As demonstrated by problems caused by these dust storms, people should pay more attention to the environment, Kwon said. And as far as yellow dust storms from China are concerned, Kwon is internationally recognized for his work in the fight against the desertification that leads to the harmful dust storms in China.
“I believe desertification is more serious than global warming and almost a third of the earth’s surface has already been turned into a desert,” Kwon said. “And the most active desertification is taking place in China,” he said, pointing out the expanding deserts in China on a map on the wall in his office in Seoul.
Desertification, which generates the sand storms known as the “Yellow Dragon,” is not a problem limited to China, Kwon said. It affects the everyday lives of Koreans and other people in Northeast Asia. “Environmental issues are basically borderless,” he said.
Kwon, founder of Future Forest, an anti-desertification group, has been planting trees in China to help prevent the eastward spread of the deserts, the very source of the much-feared yellow dust storms. About 10 years ago when he began his initiative in China, few people believed there was any chance of success.
After all, the spread of deserts is so powerful that even slowing down the process ― much less stopping it ― was unthinkable. Despite lingering skepticism, Kwon pushed ahead with the project with the help of both Korean and Chinese students, planting some 4 million trees in a bid to create what is called the “Great Green Wall” in China’s Kubuqi desert to stop its spread ― and positive results are finally coming out from the region.

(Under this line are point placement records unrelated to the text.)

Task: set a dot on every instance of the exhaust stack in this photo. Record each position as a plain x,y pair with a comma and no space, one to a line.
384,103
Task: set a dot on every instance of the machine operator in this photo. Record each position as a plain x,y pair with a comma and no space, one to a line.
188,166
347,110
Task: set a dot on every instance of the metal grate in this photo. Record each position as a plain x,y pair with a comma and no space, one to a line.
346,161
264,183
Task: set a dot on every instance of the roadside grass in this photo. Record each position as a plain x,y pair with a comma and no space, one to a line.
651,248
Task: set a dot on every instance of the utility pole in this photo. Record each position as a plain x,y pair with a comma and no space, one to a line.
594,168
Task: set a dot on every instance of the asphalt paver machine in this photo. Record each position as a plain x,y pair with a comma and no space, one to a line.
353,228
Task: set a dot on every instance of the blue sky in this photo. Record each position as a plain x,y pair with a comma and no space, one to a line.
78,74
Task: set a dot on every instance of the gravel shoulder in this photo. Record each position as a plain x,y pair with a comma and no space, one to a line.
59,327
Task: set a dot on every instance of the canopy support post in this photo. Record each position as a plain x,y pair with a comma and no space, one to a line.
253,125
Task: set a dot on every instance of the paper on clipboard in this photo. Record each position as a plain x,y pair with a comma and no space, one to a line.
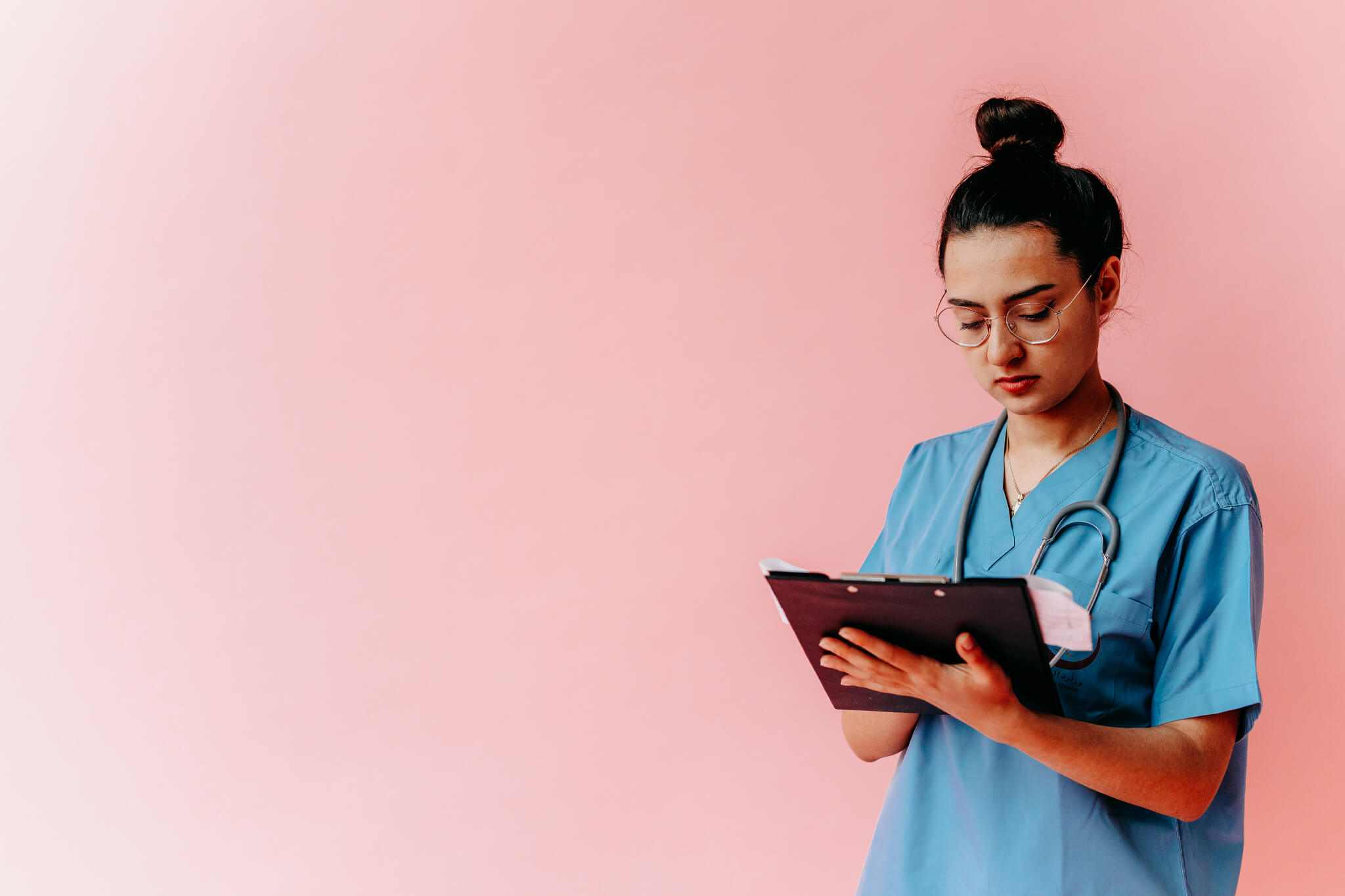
776,565
1063,622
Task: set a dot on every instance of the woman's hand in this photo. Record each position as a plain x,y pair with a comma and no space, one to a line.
975,692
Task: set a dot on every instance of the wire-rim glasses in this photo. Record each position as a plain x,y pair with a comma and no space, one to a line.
1028,322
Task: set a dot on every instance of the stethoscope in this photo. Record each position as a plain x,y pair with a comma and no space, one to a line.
1053,528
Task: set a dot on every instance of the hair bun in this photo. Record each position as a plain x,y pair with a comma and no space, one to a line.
1019,128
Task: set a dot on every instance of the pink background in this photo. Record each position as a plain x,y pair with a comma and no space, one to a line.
399,396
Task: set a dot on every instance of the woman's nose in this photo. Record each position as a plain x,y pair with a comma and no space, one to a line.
1002,345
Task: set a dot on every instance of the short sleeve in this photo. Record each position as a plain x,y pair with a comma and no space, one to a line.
873,563
900,498
1207,620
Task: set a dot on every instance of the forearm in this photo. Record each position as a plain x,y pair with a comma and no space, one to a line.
873,735
1158,769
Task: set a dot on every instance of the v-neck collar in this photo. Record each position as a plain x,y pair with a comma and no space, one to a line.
998,531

Recognizing Kwon’s contribution, the United Nations Convention to Combat Desertification (UNCCD) named Kwon as the first Sustainable Land Management (SLM) Champion in January this year, whose job is to raise awareness on desertification, land degradation and drought among targeted groups.

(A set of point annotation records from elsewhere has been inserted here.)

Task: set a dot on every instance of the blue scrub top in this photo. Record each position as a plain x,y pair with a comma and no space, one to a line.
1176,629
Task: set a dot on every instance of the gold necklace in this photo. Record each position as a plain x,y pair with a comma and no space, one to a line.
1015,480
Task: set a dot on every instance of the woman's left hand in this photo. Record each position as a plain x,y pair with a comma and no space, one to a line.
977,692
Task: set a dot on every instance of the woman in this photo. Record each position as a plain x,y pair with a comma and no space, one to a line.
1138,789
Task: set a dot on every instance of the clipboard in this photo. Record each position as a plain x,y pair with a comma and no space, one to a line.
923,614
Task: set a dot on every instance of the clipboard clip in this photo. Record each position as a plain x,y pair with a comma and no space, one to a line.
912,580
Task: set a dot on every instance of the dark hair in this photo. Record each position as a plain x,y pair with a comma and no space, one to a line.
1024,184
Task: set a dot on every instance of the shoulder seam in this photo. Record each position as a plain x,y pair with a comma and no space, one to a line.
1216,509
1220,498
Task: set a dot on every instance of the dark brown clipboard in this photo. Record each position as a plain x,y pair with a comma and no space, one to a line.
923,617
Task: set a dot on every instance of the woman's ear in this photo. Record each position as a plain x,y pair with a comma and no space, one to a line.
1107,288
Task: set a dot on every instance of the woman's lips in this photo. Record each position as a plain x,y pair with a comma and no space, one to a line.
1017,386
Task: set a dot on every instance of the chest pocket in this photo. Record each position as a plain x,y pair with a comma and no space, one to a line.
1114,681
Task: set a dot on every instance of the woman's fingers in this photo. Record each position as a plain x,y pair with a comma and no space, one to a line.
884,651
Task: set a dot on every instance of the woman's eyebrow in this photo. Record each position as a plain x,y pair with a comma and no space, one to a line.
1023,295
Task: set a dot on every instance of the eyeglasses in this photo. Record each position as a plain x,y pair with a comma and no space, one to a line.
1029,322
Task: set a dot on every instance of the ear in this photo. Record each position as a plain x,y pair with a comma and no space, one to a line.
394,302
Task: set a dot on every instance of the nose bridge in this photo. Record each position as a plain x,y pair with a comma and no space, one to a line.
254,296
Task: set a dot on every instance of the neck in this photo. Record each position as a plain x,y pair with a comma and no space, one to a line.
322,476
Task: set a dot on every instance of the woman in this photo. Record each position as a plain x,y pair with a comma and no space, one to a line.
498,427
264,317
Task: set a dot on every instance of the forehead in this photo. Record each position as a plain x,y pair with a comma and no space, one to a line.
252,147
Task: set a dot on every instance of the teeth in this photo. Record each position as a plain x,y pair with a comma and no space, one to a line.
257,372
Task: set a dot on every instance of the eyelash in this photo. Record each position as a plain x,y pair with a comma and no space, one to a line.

Kwon, credited with pulling off a significant breakthrough in the fight against the desertification in China, warned that the earth’s land seems to have lost its sustainability, and more efforts should be made to help save it.

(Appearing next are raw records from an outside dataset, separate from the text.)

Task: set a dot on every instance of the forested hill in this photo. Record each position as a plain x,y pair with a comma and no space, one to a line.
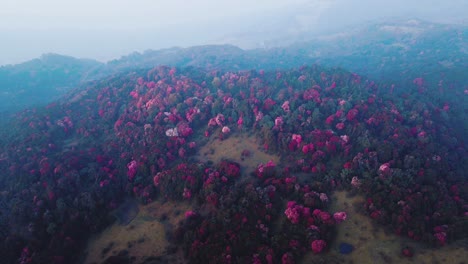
395,51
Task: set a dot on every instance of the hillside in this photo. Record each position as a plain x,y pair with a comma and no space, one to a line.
67,166
389,51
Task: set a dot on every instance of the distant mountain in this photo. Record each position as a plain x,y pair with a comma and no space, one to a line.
392,51
43,79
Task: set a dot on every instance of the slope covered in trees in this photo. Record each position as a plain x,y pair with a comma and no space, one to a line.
67,165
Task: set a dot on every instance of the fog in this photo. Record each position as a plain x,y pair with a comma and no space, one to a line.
108,29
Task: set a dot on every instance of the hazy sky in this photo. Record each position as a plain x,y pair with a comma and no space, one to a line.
107,29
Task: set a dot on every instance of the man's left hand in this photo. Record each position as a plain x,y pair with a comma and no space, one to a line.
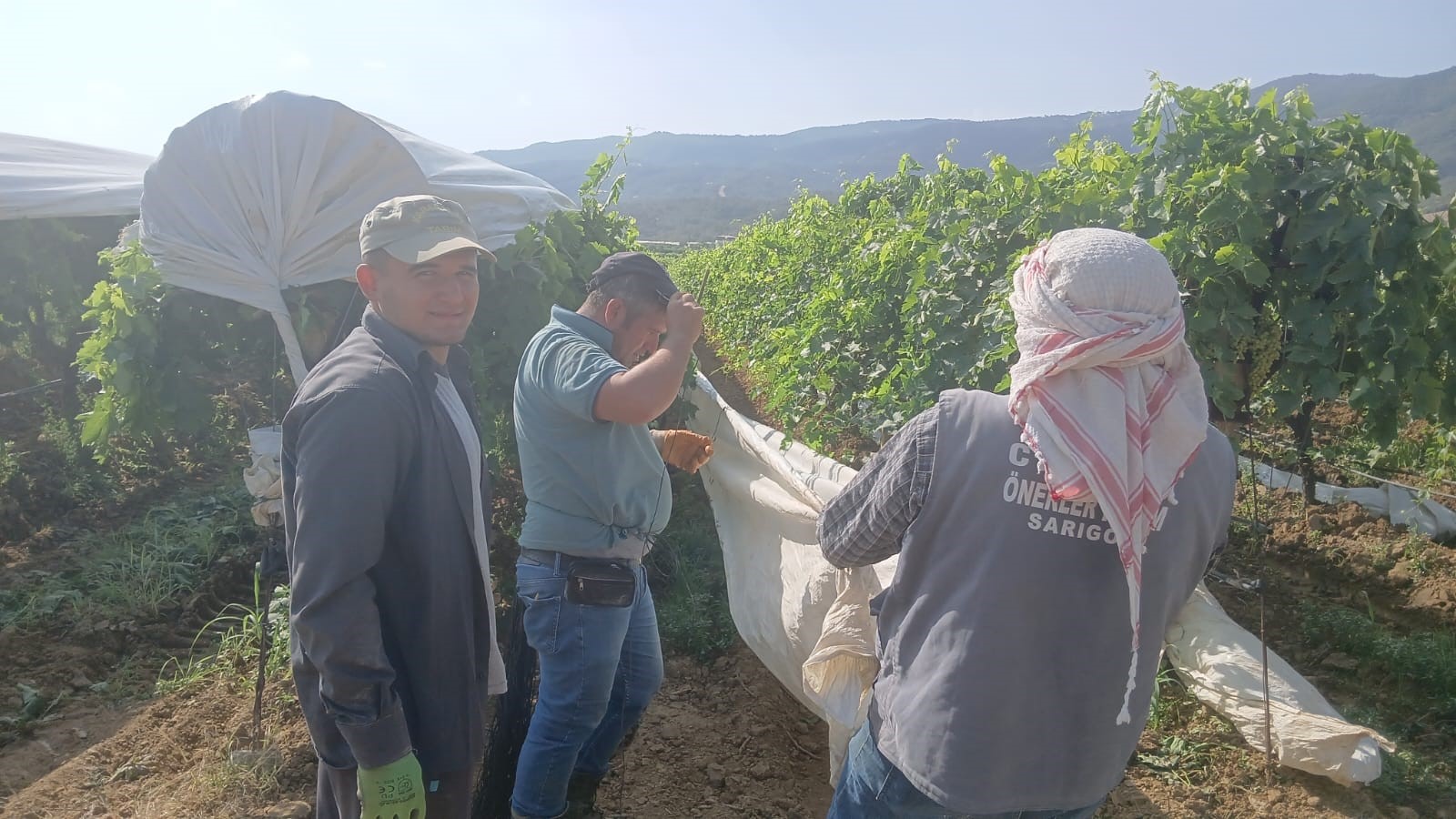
683,450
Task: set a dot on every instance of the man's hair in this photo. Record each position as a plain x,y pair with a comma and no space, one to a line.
638,290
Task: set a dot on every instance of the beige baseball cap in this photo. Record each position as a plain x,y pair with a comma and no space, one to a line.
417,229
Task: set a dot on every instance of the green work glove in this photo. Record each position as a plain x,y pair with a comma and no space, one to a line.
393,792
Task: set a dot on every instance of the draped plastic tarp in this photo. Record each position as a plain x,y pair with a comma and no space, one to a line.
810,622
56,179
267,193
1400,504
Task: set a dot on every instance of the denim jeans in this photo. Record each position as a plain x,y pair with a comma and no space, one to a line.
599,669
870,787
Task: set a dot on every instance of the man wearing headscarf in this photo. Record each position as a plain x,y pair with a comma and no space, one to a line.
1040,542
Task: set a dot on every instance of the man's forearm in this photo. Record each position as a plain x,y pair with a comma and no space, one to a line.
657,380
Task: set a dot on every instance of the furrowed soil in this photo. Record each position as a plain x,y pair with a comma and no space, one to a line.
724,739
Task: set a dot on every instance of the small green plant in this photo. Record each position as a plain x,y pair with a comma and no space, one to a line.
138,570
239,632
1419,668
686,566
1179,758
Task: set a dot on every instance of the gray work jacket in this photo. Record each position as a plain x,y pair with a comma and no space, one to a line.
389,615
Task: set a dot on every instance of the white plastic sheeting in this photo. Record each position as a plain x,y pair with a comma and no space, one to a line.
56,179
1222,666
264,477
267,193
1392,501
810,622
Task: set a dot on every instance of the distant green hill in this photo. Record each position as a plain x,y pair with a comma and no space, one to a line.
696,187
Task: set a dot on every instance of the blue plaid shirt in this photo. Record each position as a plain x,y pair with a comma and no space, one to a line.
865,522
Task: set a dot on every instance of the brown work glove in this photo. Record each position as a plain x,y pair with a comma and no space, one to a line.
683,450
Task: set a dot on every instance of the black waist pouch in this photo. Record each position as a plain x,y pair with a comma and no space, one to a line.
601,583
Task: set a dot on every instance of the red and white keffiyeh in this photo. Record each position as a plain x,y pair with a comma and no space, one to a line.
1106,390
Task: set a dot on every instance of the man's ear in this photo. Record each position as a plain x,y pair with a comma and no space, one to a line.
615,314
369,280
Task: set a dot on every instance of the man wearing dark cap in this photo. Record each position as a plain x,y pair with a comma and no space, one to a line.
596,496
385,504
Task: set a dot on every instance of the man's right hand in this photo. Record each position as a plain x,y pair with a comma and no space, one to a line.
684,319
392,792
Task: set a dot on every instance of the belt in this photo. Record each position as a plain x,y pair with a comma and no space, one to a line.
562,560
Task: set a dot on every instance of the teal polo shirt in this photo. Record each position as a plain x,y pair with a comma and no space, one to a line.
593,489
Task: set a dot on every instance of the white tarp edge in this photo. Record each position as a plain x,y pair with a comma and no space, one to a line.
1395,503
810,622
267,193
57,179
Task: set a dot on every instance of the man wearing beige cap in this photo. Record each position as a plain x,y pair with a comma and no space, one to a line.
385,504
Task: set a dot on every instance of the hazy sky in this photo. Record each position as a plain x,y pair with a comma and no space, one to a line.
488,75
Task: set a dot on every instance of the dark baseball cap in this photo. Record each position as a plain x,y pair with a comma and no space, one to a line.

Kwon’s latest anti-desertification movement, named “Billion Trees in Desert” (www.btdesert.org) is part of such efforts calling for global participation in planting a billion trees in degraded lands. The campaign, launched jointly by Future Forest and the Communist Youth League of China, is built on the progress in building the Great Green Wall in the eastern frontier of the Kubuqi desert, and UNCCD is also supporting the move.
“When I meet young people, my first sentence is ‘I’m sorry,’ because my generation is partly responsible for destroying the earth that should be kept intact for future generations,” Kwon said.
Kwon said the movement to protect the environment should evolve into a “sustainability revolution” in a way that helps people realize all human beings are in the same boat when it comes to looking after our planet.